Work the Shell

More Twitter User Stats

Dave Taylor

Issue #213, January 2012

Can a formula quantify whether someone is worth following on Twitter? Dave tackles this complex subject with a nifty shell script and some math.

In my last article, I started a script that identified user stats for Twitter accounts, with the intention of being able to analyze those stats and come up with an engagement or popularity score. Yeah, it's kind of like Klout, but without the privacy implications or cross-platform sniffing.

The motivation behind creating the script is to have a tool that lets you quickly differentiate between Twitter users who are spammers or bots and those who are influencers—for example, users who have more followers than people they ostensibly follow.

With surprisingly little work, I created a short script snippet that extracted basic Twitter figures: followers, following, number of tweets and the number of Twitter lists that include the Twitter account in question:

stats="$(curl -s $twitterurl/$username | 
 ↪grep -E '(stats_count|stat_count)' 
 ↪| sed 's/<[^>]*>/ /g;s/,//g')" 
echo $stats

The problem is, I ran out of space after realizing that some accounts were presented in one format while others were in another, as shown in these two differing results:

$ sh tstats.sh gofatherhood
3 0 0 0 Tweets
$ sh tstats.sh filmbuzz
#side .stats a:hover span.stats_count #side .stats a 
 ↪span.stats_count 1698 4664 301 13258 Tweets

That's not good, so let's start by fixing it.

Filters Rely on Low-Level Page Format

The problem, of course, is that my complicated grep sequence relies on the page being formatted in a very specific manner.

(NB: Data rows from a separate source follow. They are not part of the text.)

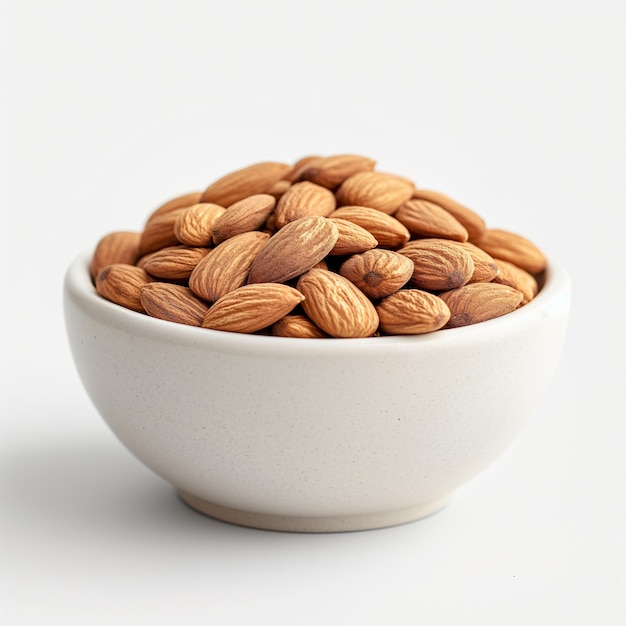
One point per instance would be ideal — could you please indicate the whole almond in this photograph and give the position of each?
(174, 303)
(243, 216)
(426, 219)
(334, 304)
(352, 238)
(297, 326)
(508, 246)
(331, 171)
(412, 312)
(378, 273)
(439, 265)
(302, 200)
(248, 181)
(194, 225)
(293, 250)
(252, 307)
(226, 267)
(116, 247)
(387, 230)
(121, 283)
(377, 190)
(480, 302)
(174, 262)
(473, 223)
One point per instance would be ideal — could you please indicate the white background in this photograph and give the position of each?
(514, 108)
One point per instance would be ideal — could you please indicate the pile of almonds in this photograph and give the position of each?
(327, 247)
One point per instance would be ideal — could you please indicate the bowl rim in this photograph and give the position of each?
(78, 288)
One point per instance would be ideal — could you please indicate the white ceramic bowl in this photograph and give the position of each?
(314, 435)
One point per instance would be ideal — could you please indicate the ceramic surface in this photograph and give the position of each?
(314, 435)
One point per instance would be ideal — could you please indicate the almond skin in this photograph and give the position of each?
(387, 230)
(426, 219)
(116, 247)
(412, 312)
(243, 216)
(293, 250)
(378, 273)
(248, 181)
(194, 225)
(251, 308)
(334, 304)
(479, 302)
(508, 246)
(377, 190)
(226, 267)
(121, 284)
(174, 303)
(439, 265)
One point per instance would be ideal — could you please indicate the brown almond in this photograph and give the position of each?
(302, 200)
(387, 230)
(508, 246)
(377, 190)
(378, 273)
(173, 303)
(248, 181)
(479, 302)
(473, 223)
(121, 283)
(174, 262)
(439, 265)
(226, 267)
(293, 250)
(426, 219)
(194, 225)
(297, 326)
(243, 216)
(352, 238)
(334, 304)
(252, 307)
(517, 278)
(412, 312)
(331, 171)
(116, 247)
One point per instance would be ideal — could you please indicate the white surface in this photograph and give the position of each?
(515, 108)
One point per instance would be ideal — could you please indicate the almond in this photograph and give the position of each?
(194, 225)
(248, 181)
(473, 223)
(252, 307)
(412, 312)
(174, 303)
(243, 216)
(513, 248)
(426, 219)
(387, 230)
(352, 238)
(517, 278)
(439, 265)
(297, 326)
(479, 302)
(117, 247)
(174, 262)
(226, 267)
(377, 190)
(302, 200)
(334, 304)
(121, 283)
(378, 273)
(293, 250)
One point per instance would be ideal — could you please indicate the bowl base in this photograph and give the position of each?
(297, 524)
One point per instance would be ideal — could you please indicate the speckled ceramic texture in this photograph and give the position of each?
(314, 435)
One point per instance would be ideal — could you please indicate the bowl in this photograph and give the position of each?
(314, 435)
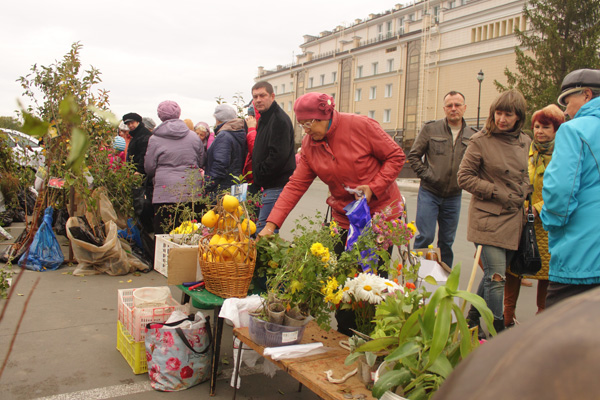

If Twitter changes it even the slightest bit, things might well require updates and tweaks. Next time, we'll just get a supercomputer and some AI. For now though, I'll make the—rash—assumption that I've found both possible output formats between @FilmBuzz and my new @GoFatherhood Twitter accounts (the former tied to my film blog, www.DaveOnFilm.com, and the latter tied to my new dad blog www.GoFatherhood.com, in case you're curious).

To normalize the output, I simply can filter out the “.stats” line:

twitterurl="http://twitter.com"   # no trailing slash 
if [ $# -ne 1 ] ; then
  echo "Usage: $0 TWITTERID"
  exit 1
fi 
username="$1" 
 stats="$(curl -s $twitterurl/$username | grep -E
 ↪'(stats_count|stat_count)' |
      sed 's/<[^>]*>/ /g;s/,//g' | grep -v '.stats')" 
echo $stats

The result is exactly as desired now:

$ sh tstats.sh filmbuzz
1698 4664 301 13259 Tweets

The next logical step is to identify each of those fields, so we can do some basic calculations and screening.

With a set of numbers separated by spaces, there are a couple ways to pull them into variables, but my favorite is to use sed to turn the set of values into a name=value sequence, as illustrated in this simple example:

eval $(echo 1 2 3 | sed 's/^/a=/;s/ /;b=/;s/ /;c')

The intermediate output of this is a=1;b=2;c=3, and when it's evaluated by the shell (the eval and the $() subshell working together), the result is that there are now three new variables in the shell, a, b and c, with the values 1, 2 and 3, respectively:

$ echo b = $b
b = 2

To apply this in our Twitter script, I'll just make the smallest tweaks:

eval $(echo $stats | cut -d\  -f1-4 | 
 ↪sed 's/^/fwing=/;s/ /;fwers=/;s/ 
 ↪/;lists=/;s/ /;tweets=/') 
echo "$1 has sent $tweets tweets and follows $fwing, 
has $fwers followers and is on $lists lists."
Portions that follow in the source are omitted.